The FSA hopes the changes, which will take effect from the end of 2012, will improve outcomes for savers and investors by enhancing the quality of advice they receive, and prepare both consumers and the industry for the future.

The authority is calling on all investment advisers to consider how they will adapt to these reforms. Although challenging, the RDR presents a significant opportunity for firms and individuals in the retail investment market to modernise practices, raise standards and improve the way they treat their customers.

In particular, the FSA is consulting on rules to provide greater clarity for consumers about the advice being offered and to redefine 'independence' - through distinguishing between 'independent advice' and 'restricted advice' (non-independent advice) services; and ensuring firms describing their advice as independent consider all products and providers that could meet a customer's needs (so consider all relevant options), free from any restrictions or bias, when making recommendations. It will also help to tackle the potential for adviser remuneration (commission) to bias advice - by requiring advisers to set their own charges in agreement with their clients ('adviser charging') before they identify suitable products for the customer; preventing product providers from offering pre-determined levels of commission and advisers recommending products that automatically pay them commission; and allowing the cost of advice to be taken from the product.
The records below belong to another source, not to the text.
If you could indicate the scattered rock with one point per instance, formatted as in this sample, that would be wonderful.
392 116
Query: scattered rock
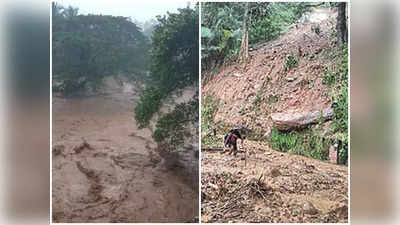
290 79
84 145
58 150
308 208
340 210
333 155
290 121
275 172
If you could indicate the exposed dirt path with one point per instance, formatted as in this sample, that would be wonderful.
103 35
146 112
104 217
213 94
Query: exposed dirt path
249 93
272 187
106 170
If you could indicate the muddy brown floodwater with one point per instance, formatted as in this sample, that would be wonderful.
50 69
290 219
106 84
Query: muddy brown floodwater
107 170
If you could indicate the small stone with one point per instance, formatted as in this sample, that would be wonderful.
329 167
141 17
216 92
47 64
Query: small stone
308 208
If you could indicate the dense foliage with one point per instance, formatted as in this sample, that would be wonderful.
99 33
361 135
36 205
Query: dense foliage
174 58
86 48
221 28
174 53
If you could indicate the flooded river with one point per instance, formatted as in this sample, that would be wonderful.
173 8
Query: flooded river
107 170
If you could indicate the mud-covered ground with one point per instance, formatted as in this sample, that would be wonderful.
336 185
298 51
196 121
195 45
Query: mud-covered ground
270 186
106 170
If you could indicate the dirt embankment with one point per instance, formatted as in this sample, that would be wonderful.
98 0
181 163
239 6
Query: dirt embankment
267 185
106 170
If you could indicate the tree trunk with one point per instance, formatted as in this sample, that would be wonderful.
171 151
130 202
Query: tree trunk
341 26
244 47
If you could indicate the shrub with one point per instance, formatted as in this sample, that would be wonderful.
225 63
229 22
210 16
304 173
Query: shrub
171 126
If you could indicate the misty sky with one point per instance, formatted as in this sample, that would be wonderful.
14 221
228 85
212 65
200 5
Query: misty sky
140 10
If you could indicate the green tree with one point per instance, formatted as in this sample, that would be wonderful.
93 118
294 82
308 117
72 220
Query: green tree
86 48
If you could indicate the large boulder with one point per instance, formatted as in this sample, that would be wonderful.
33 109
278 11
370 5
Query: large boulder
290 121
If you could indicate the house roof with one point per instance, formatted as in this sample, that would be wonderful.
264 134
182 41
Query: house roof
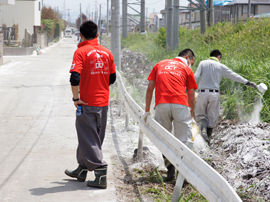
253 2
152 15
263 15
221 2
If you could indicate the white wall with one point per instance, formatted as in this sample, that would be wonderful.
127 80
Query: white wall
24 13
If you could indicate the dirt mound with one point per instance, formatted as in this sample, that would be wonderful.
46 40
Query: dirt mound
241 153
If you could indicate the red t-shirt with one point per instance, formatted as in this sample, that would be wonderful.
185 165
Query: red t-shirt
95 63
172 78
It is also hoped the RDR will raise professional standards by requiring all investment advisers to be qualified to a new, higher level (equivalent to QCF - Qualifications and Credit Framework - Level 4), regarded as equivalent to the first year of a degree; introducing a code of ethics for advisers and enhancing standards for continuing professional development.

"The RDR is about regaining consumer trust and confidence in the retail investment market, building a more sustainable sector and making it easier for people to find their way around and get the help they need - this is more important now than ever before," says Jon Pain, FSA managing director of retail markets. "We have set out the specific changes we propose to make to implement our far-reaching package of measures. This is a call to action for the industry - all investment advisers need to consider how they will respond and implement these wide-ranging and challenging improvements by the 2012 deadline."

Comments are invited until October 30, 2009.